Мои родители смотрят на Кая, и самодовольство на его лице испаряется.
— Вив, ты поклялась, что никогда не скажешь…
— Не скажешь что, Кай? Правды?
Я могла это предсказать — он начинает плакать. Невероятно. Ему нужно было стать актером, а не медиком.
— Виви? Кай? Что происходит? — спрашивает мама, нахмурив брови.
— Правды? — Кай качает головой. — Как великодушно с твоей стороны.
Ножки стула Оливера царапают пол.
— Я думаю, ты сказал достаточно, — он встает, сжимая руки в кулаки.
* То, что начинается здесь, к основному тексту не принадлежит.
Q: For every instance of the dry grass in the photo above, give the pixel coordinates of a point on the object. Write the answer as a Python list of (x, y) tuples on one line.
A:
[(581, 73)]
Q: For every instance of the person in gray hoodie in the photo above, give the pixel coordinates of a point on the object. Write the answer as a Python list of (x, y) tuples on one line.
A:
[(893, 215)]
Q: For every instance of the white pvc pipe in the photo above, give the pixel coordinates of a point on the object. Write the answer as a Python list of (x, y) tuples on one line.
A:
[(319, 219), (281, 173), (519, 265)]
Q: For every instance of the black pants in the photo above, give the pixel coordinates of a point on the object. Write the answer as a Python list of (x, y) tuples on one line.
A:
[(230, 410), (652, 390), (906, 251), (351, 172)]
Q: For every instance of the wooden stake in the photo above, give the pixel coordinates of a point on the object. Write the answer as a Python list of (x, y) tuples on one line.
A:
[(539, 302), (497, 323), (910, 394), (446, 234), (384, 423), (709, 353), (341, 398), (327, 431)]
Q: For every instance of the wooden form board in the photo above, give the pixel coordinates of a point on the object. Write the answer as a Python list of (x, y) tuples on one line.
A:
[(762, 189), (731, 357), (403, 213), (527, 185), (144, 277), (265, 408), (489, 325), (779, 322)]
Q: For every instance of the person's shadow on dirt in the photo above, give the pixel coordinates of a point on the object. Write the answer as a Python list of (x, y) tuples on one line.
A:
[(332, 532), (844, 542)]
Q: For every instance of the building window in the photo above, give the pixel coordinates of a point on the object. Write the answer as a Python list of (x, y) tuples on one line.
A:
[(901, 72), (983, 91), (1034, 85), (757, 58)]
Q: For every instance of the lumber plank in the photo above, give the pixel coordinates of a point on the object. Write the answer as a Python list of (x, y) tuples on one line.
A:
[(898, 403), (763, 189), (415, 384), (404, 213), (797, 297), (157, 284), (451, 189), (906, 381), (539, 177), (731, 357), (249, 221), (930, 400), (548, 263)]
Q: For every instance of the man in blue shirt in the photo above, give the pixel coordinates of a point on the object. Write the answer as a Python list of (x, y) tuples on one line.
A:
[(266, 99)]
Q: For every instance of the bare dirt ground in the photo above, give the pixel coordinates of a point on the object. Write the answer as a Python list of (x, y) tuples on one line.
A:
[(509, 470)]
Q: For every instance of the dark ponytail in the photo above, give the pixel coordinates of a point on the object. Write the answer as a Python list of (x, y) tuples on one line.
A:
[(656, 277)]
— А что ты сделаешь? Снова ударишь меня? Из-за этого твоя жена угодила в психушку?
Шлеп!
— О боже! Что вы делаете? — кричит мама, пытаясь подобраться к Каю, который близок к бессознательному состоянию лежа на полу с перевернутым стулом и сочащейся из носа кровью.
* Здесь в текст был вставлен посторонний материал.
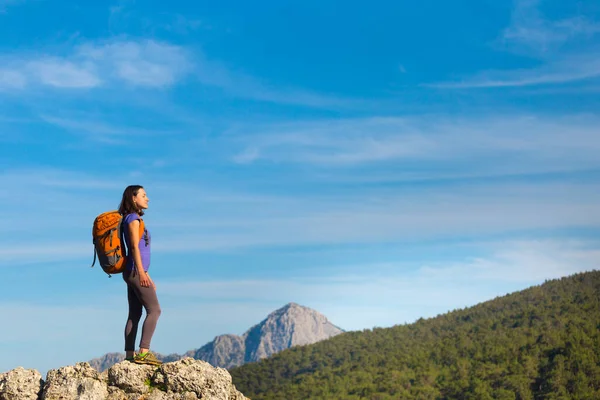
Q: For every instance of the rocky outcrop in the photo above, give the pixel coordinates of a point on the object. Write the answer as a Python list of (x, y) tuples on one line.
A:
[(187, 379), (291, 325), (20, 384)]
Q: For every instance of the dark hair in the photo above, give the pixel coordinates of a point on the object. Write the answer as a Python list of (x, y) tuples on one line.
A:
[(127, 205)]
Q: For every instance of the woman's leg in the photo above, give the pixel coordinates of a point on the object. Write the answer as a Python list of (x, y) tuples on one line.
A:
[(133, 319), (148, 299)]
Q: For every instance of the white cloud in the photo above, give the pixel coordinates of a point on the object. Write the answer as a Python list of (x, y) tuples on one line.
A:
[(62, 73), (530, 31), (145, 63), (568, 69), (11, 79), (532, 35), (534, 142), (400, 293)]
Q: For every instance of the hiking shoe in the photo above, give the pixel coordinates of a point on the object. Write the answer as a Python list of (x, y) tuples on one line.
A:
[(146, 358)]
Я даже не вздрогнула, потому что ожидала, что Оливер врежет ему еще при первом упоминании о его жене. Один раз было рискованно. А два уже просто глупо. Мой отец не двигается, глядя на меня. Его злость очевидна, его злость на меня — из-за моего вранья, моего «разочаровывающего» выбора мужчин.
— Родни, помоги мне его поднять, — моя мама прижимает салфетку к носу Кая.
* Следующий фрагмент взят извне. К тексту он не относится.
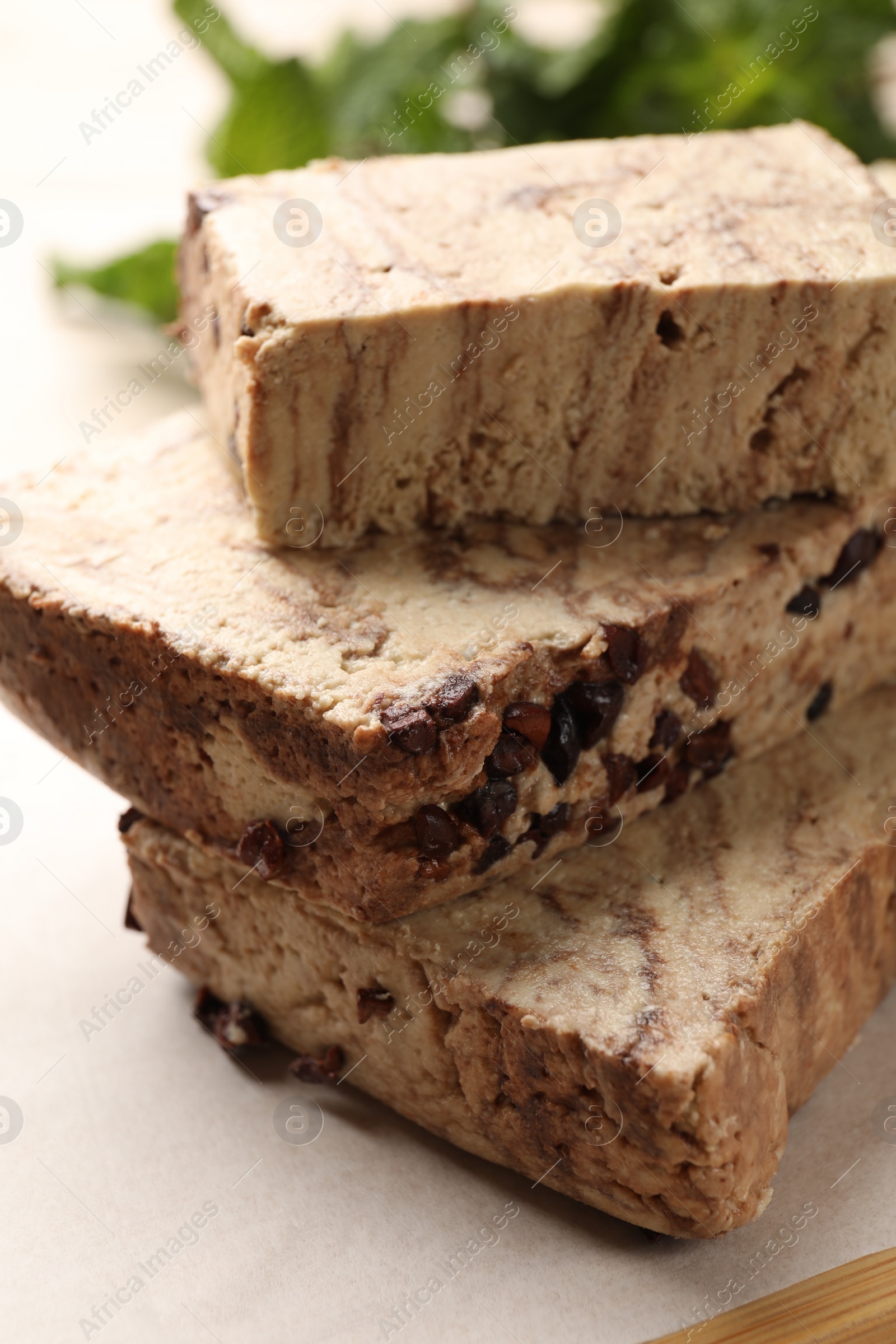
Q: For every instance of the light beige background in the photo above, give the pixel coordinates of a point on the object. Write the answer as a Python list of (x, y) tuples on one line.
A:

Мой отец качает головой. Уверена, что единственная причина, по которой он помогает Каю подняться, это чтобы не отмывать пол от крови потом.
Я оглядываюсь, но не вижу Оливера.
— Оли? — я вижу, как он спускается с сумкой в руке, когда подхожу к лестнице. — Куда ты собираешься?
Он достает кошелек из кармана и протягивает мне пятидесятидолларовую купюру.
— Вот деньги на поезд.
Я не беру их.
— Что ты делаешь? Я не хочу твоих денег. Куда ты собираешься?
— Домой, — он продолжает идти.
— Я не понимаю. Ты просто оставляешь меня здесь?
— Да, — он открывает входную дверь и направляется к машине.
— Оливер, остановись!
Он забрасывает сумку на заднее сиденье, а сам садится за руль.
— Остановись! — я хватаюсь за дверь до того, как он успевает закрыть ее. — Мне очень жаль. Кай — засранец. Но я поддерживала тебя, нас. Почему ты оставляешь и наказываешь меня?
Он кладет руки поверх руля, глядя в лобовое стекло. Его нежелание смотреть на меня отзывается болью.
— Ты рассказала ему, что я женат. Ты рассказала ему, что Кэролайн в психиатрической лечебнице!
Я подпрыгиваю от резкого звука злости в его голосе.